Clifford Skinner, teacher, was an ardent enthusiast of student interests. He coordinated and supervised as well as joining in the carrying with the rest.
Shortly, by working Saturdays, it was finished. A fire stop was cleared for about 20 feet on all sides of the “G”. Its future maintenance was the responsibility of teach succeeding freshman class in accordance with the directives of the by-laws of the student body.
Near the top of the “G” that by then was one or two years old were two standing dead tree trunks or snags. At the base of the hill directly below the “G” a controlled burn of piled brush had been set. Eventually it had jumped to the hillside and raged upward directly to the “G”. The foresight of having a fire stop around the “G” saved it for the moment. However, it’s fate was still be decided. Although the fire burned around it and closed in above it also included the two snags before finally burning out at the crest of the hill. For days, wisps of smoke could be seen coming from the base of one of the snags. Then one afternoon a crash was heard as it fell. It’s base, weakened by the smoldering coals, caused it to topple and unbelievingly, hit the doomed “G” squarely in the middle. Lumber flew in all directions and much of it was carried down hill with the scooting snag
Immediate arrangements were made to reconstruct it which should be a historical topic for the successor “G”.

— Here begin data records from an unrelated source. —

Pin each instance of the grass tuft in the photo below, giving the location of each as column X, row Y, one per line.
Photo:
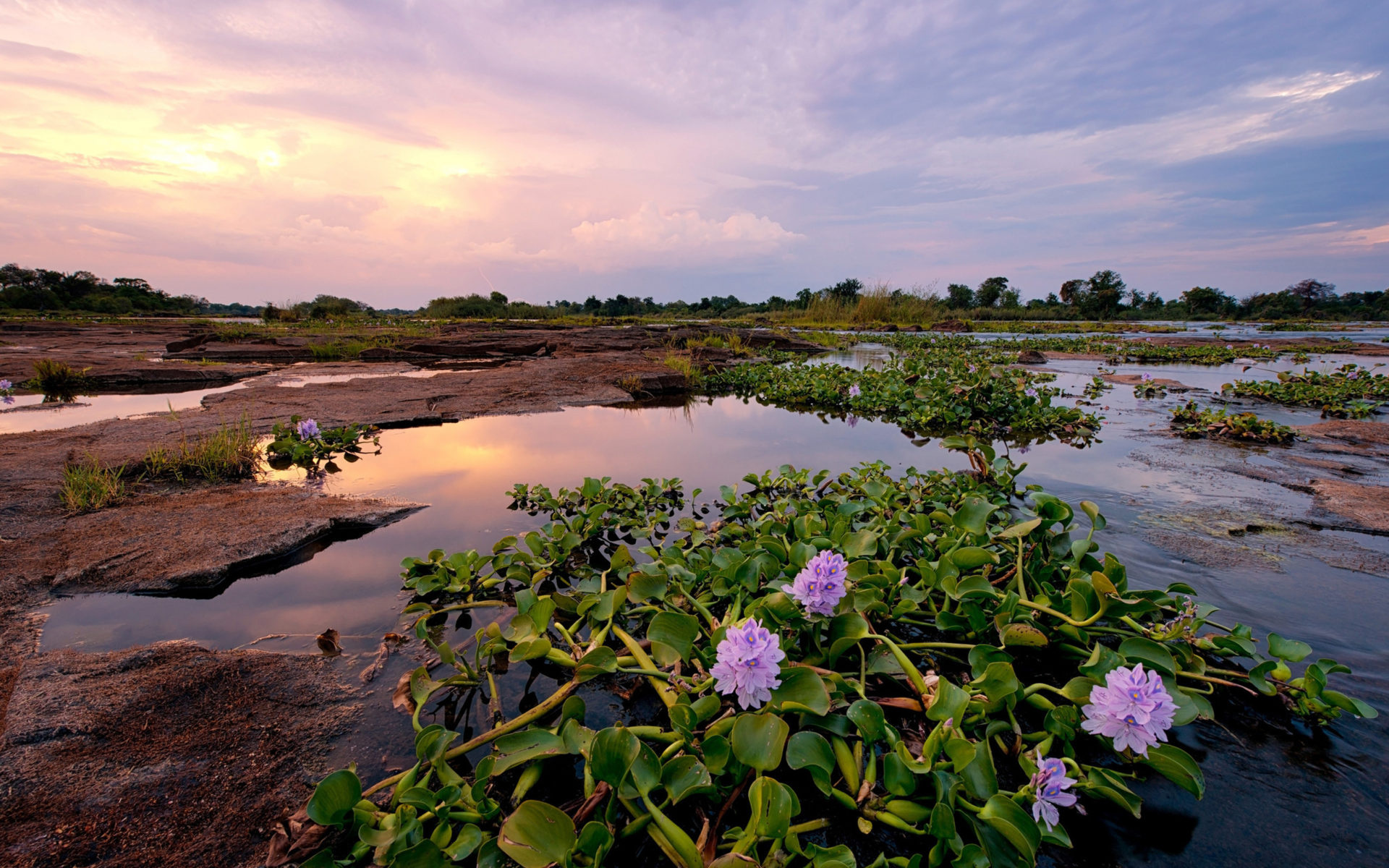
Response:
column 228, row 453
column 57, row 378
column 88, row 485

Editor’s Note: With the consolidation of the High Schools in the late 1950’s the maintenance of the “G” was left somewhat in limbo. The second G lasted 40 years, until deterioration set in and a new one was built by the fire department, made of metal.

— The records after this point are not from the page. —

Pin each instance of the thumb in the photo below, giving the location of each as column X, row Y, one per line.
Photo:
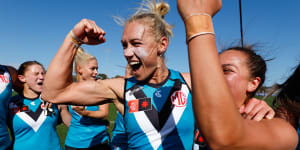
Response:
column 242, row 109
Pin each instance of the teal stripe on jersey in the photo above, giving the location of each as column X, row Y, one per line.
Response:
column 85, row 132
column 5, row 93
column 33, row 129
column 170, row 122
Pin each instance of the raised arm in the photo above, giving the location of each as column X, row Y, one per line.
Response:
column 58, row 86
column 214, row 107
column 17, row 85
column 102, row 113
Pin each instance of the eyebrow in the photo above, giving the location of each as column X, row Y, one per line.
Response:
column 132, row 40
column 228, row 65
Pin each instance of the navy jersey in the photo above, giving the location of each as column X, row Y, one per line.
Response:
column 159, row 116
column 5, row 93
column 85, row 132
column 31, row 126
column 298, row 131
column 119, row 137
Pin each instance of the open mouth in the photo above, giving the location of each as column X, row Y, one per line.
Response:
column 135, row 65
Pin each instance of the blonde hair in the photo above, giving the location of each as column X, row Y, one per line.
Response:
column 80, row 59
column 152, row 14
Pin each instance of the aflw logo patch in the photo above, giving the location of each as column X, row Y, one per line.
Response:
column 143, row 104
column 4, row 81
column 179, row 99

In 1999, Carolee North helped organize the “The Friends of Big G” to raise funds for the maintenance of the G, which in this case meant replacing all the light fixtures and bulbs with new fixtures made of unbreakable plastic. Fundraising involved citizens “buying a light.” They received more donations than necessary at the time. The money was put into an account for future maintenance. Carolee says that that the Big G is “very loved. It is an important source of pride and ownership to the people of this area.” She says the Coast Guard pilots use it as a landmark. The Garibaldi Fire Department and Coast Guard help maintain the grounds, as do the Boy Scouts. The color of the lights are also changed for different effect. Red, white and blue reigned after September 12, 2001 (the day after the 9-11 attacks) and stayed until the following 4th of July. Now, the G is lit by white lights throughout the year, and at the holidays, the lights are changed to red.